I am by no means suggesting that we simply ignore this story, but there is probably more nuance than simply “Give or die!” Since the author of Acts seems to tell this strange and somewhat gruesome story with such a light touch that it is almost comical, we may want to follow their lead and hold this story lightly, but also learn from it. Like the earliest Christians, we are also called to share what we have received from God and to care for one another. There really should not be anyone in our faith community who goes without food or shelter. We also should not lie to the community of faith, and most especially, we should not lie to God, who cannot be deceived and already knows what is in our hearts.
Perhaps most important of all, we should remember that God expects us to live faithfully together, God takes the integrity of the church seriously, and God does expect us to live into our calling and our commitment to be servants of Christ and one another.
Holy Spirit, you know what is in our hearts and we can hide nothing from you. Teach us to be honest with ourselves and honest with you, and may our lives reflect your call and your purpose, through Jesus Christ our Lord. Amen.
Spiritual Practice Invitation:
Reflection offered by Deacon Marsha Roscoe
Through the gift of the Holy Spirit, we believe in the real, active, and abiding presence of Christ; yet, how often do we live with the illusion that God only sees what we choose to reveal?
Admittedly, I did not always find deep comfort in knowing nothing is hidden from God. For far too long, I refused to bring the darkest places of my life into God’s holy light. However, when we experience God’s unceasing presence within each breath, ego-driven illusions of control, manipulation, and denial dissipate so God-bearing fruit and authentic living emerge.
This week I invite us to consider Truth Telling as a spiritual practice. While we are masterful at truth spinning that falsely defines reality, this spiritual practice invites us to live out God’s reality about the goodness of telling the truth.
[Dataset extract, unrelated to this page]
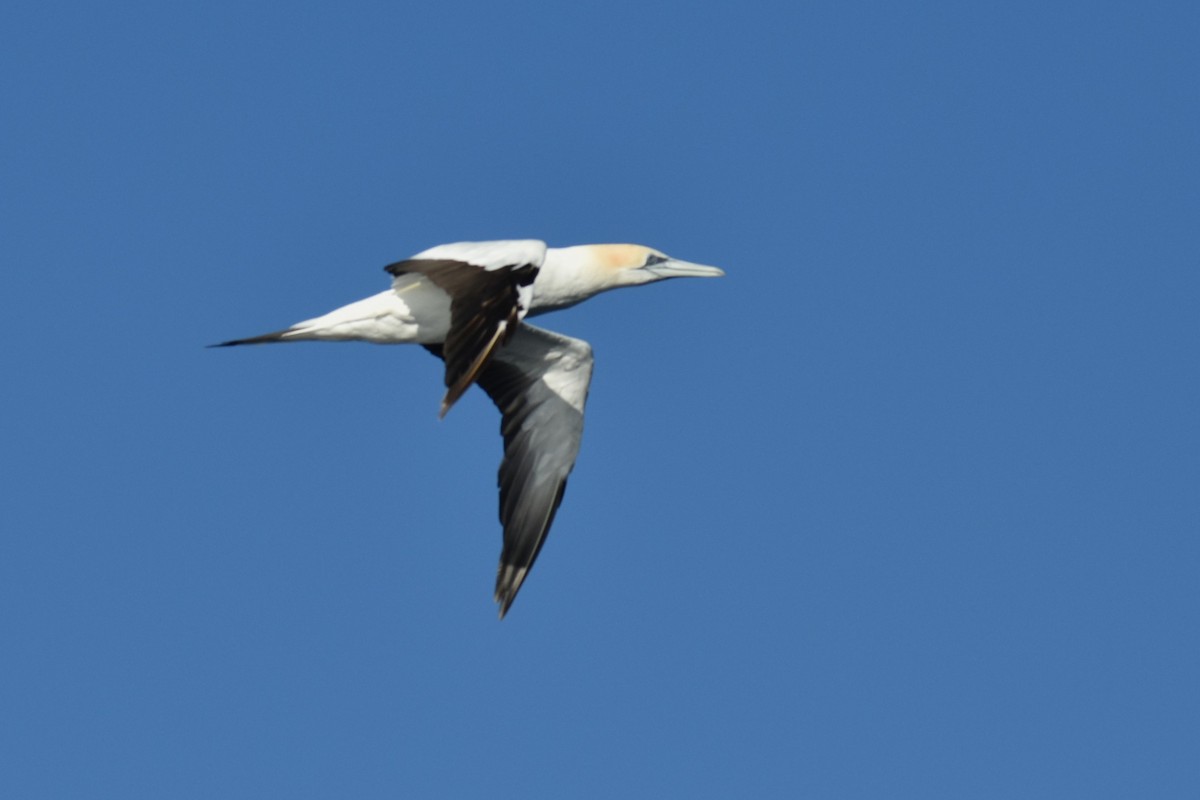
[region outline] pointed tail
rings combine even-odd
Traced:
[[[264,333],[262,336],[251,336],[249,339],[230,339],[228,342],[219,342],[210,344],[209,347],[233,347],[237,344],[267,344],[269,342],[285,342],[288,338],[287,334],[295,333],[293,328],[285,328],[274,333]],[[285,338],[286,337],[286,338]]]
More than speaking truth in love, this practice invokes authentic, truthful lives free from exaggeration, blame, denial, rationalization, manipulation, lies, control, broken promises, slander, gossip, and cheating, to name a few. To grow in sensitivity to the convicting work of the Holy Spirit, let us consider assessing our sliding scales of honesty and integrity. When we are tempted to stretch the truth, take advantage of a privilege, or talk about someone behind their back, may we turn to God in prayer to help us minimize the habits of exaggerating, gossiping, and rationalizing. When we become aware of having told a lie, may we apologize and make amends. We may find it helpful to give space to notice the messages we replay in our heads that contribute to feelings of worthlessness, inadequacy, or failure. We can talk to God about replacing these lies from our hearts and minds with God’s truths.
Because God’s truth has staying power, together may we reclaim God’s truth about ourselves and others by living authentically truthful lives.